Pensiamo al rustico. Si riferisce storicamente proprio alla campagna (rus in latino), ed è un termine che troviamo sugli annunci immobiliari e sulla passata di pomodoro: da poco socievole, poco raffinato anzi scontroso schivo e sbrigativo, si è aperto a tutto un mondo di promesse di genuinità e di bellezza. Un tavolo rustico di rovere ineguale, un piatto rustico con sapori forti e pezzi grossi, una sistemazione rustica che ci sorprende rivedendo i parametri della comodità, hanno un respiro di libertà e parlano ai sensi in maniera forte e schietta, senza sofisticazioni. Il rurale (etimologicamente vicinissimo) invece ha un profilo un po’ più catastale, burocratico, tecnico. Il campagnolo può essere leziosetto — un soggiorno campagnolo, le primizie campagnole hanno una parte di sensualità meno marcata e un’affettazione maggiore, anche se non arrivano alle idealizzazioni bucoliche e arcadiche. L’agreste si impernia sulla serenità, come anche (pur se in modo forse più pesante) il campestre. Il contadino gioca a carte più scoperte con un aggancio al ruolo, a uno stile di vita della più antica tradizione, genuino ma forse più modesto.

Il forese, invece, ha un tratto arioso. Non affretta riferimenti, nemmeno alla campagna stessa, e non si affanna ad affastellare sensazioni e quadretti. È un tipo di qualità che si limita ad accennare a un fuori che nelle nostre esistenze è sempre più evidente e ha un richiamo sempre maggiore — fuori da caos, calure, costrizioni. Forse il solo profilo che ci evoca più direttamente è quello, informe enorme e pieno di promesse, del fuori porta (che abbiamo or ora scoperto essere un pleonasmo). Siamo sempre nell’ambito dell’impressione, ma è un termine che può avere un ruolo nell’evoluzione del rapporto fra campagna e città, e nella sua indagine compiuta dai nostri discorsi e dai nostri pensieri.

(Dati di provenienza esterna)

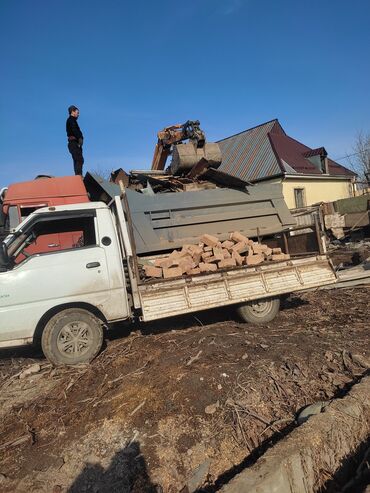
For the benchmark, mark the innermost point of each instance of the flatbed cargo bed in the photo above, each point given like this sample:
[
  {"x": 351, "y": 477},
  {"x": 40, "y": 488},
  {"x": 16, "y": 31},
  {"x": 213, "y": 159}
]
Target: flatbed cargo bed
[{"x": 166, "y": 298}]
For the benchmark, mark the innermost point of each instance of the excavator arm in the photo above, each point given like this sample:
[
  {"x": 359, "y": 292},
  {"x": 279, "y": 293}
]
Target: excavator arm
[{"x": 174, "y": 135}]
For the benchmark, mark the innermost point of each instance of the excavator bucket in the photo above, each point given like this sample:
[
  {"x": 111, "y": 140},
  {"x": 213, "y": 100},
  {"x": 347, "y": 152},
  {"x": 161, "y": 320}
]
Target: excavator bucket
[{"x": 186, "y": 156}]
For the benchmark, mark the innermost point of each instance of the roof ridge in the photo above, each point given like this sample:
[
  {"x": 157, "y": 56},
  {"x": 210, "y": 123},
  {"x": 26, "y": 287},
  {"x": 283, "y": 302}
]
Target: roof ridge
[
  {"x": 278, "y": 158},
  {"x": 252, "y": 128}
]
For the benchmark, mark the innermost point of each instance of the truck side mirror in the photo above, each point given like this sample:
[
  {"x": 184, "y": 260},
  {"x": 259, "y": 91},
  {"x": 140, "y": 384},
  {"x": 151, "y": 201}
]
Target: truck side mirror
[{"x": 4, "y": 257}]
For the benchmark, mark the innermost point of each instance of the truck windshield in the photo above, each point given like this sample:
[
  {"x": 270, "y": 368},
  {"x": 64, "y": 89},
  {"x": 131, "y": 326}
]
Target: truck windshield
[{"x": 47, "y": 234}]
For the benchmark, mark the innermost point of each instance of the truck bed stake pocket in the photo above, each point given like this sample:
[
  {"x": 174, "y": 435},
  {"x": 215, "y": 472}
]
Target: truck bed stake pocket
[{"x": 92, "y": 265}]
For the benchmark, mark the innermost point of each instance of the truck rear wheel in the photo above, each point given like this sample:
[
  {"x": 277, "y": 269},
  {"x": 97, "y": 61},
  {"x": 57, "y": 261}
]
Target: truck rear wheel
[
  {"x": 259, "y": 311},
  {"x": 72, "y": 336}
]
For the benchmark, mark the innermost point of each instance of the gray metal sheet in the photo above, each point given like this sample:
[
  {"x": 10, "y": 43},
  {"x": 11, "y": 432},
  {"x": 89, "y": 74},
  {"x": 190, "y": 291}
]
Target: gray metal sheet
[
  {"x": 249, "y": 154},
  {"x": 168, "y": 221}
]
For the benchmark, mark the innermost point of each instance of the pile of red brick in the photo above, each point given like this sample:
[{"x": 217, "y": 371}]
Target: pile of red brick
[{"x": 211, "y": 254}]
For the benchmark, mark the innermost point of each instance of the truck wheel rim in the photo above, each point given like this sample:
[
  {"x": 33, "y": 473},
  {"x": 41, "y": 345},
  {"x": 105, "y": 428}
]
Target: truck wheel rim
[
  {"x": 261, "y": 308},
  {"x": 74, "y": 339}
]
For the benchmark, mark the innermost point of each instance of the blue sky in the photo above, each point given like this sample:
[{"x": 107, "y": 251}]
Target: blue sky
[{"x": 134, "y": 67}]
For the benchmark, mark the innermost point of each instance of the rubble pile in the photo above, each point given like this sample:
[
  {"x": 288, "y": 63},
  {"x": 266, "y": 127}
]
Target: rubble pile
[{"x": 210, "y": 254}]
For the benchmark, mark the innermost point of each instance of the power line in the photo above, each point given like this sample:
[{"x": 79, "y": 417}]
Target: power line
[{"x": 350, "y": 155}]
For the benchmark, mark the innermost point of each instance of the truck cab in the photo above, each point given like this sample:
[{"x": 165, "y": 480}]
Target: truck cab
[{"x": 19, "y": 200}]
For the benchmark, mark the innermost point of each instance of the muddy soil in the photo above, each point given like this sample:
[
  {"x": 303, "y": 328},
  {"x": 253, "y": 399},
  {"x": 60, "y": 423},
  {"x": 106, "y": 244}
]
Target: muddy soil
[{"x": 180, "y": 404}]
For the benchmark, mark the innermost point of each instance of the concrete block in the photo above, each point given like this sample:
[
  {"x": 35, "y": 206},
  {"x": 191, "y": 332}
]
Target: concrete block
[{"x": 152, "y": 271}]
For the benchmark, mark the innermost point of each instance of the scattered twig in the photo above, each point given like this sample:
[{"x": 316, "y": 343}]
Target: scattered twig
[
  {"x": 194, "y": 358},
  {"x": 137, "y": 408}
]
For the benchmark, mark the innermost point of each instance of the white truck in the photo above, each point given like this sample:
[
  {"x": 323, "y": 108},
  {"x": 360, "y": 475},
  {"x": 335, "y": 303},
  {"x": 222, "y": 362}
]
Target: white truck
[{"x": 66, "y": 299}]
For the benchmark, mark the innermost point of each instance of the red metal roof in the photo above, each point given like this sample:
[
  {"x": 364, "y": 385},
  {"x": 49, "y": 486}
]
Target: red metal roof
[{"x": 296, "y": 154}]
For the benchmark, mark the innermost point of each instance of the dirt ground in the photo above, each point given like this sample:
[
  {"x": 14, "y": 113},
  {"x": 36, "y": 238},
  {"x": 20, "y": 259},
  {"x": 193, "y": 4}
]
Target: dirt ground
[{"x": 176, "y": 405}]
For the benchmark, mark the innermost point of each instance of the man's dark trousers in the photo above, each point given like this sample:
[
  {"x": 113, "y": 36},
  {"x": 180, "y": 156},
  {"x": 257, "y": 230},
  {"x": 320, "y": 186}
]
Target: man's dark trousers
[{"x": 77, "y": 156}]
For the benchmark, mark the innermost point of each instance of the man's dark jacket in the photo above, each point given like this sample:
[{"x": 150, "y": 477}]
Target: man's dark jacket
[{"x": 73, "y": 130}]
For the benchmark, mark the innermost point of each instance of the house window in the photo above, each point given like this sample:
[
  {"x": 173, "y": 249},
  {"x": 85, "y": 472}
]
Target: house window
[{"x": 299, "y": 197}]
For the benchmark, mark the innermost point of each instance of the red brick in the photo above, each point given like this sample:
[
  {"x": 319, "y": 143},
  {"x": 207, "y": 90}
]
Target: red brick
[
  {"x": 196, "y": 258},
  {"x": 268, "y": 252},
  {"x": 238, "y": 258},
  {"x": 227, "y": 262},
  {"x": 237, "y": 237},
  {"x": 186, "y": 264},
  {"x": 209, "y": 240},
  {"x": 164, "y": 262},
  {"x": 227, "y": 244},
  {"x": 214, "y": 258},
  {"x": 195, "y": 249},
  {"x": 254, "y": 259},
  {"x": 172, "y": 272},
  {"x": 276, "y": 251},
  {"x": 226, "y": 253},
  {"x": 240, "y": 247},
  {"x": 174, "y": 255},
  {"x": 151, "y": 271},
  {"x": 218, "y": 251},
  {"x": 280, "y": 256},
  {"x": 207, "y": 267}
]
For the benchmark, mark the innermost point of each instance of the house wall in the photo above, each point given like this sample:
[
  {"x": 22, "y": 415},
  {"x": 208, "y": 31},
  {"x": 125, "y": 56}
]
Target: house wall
[{"x": 316, "y": 190}]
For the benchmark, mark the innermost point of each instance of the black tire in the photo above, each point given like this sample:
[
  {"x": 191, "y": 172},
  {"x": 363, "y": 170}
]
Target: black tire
[
  {"x": 259, "y": 311},
  {"x": 72, "y": 336}
]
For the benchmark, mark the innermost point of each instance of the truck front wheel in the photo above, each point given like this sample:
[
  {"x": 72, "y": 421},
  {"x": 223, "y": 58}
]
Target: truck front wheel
[
  {"x": 72, "y": 336},
  {"x": 259, "y": 311}
]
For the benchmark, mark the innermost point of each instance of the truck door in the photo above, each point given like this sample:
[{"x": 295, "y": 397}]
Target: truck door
[{"x": 48, "y": 279}]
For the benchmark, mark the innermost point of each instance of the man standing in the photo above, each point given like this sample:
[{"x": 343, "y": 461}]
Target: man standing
[{"x": 75, "y": 139}]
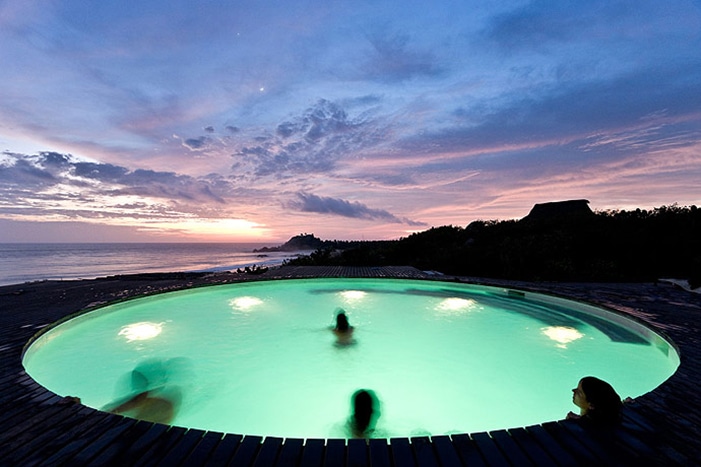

Così parliamo dei nostri passatempi foresi (un tuffo nel bosco, una piantumazione curiosa), delle manifestazioni foresi che richiamano partecipanti da accolte di case, borghetti e casali isolati, delle libertà foresi liberamente concesse a ragazzini e ragazzine, delle semplicità di un teatro forese, di un’apparecchiatura della tavola alla forese.
Ogni parola fa una cosa diversa, e quelle inusuali possono avere chiavi impensate.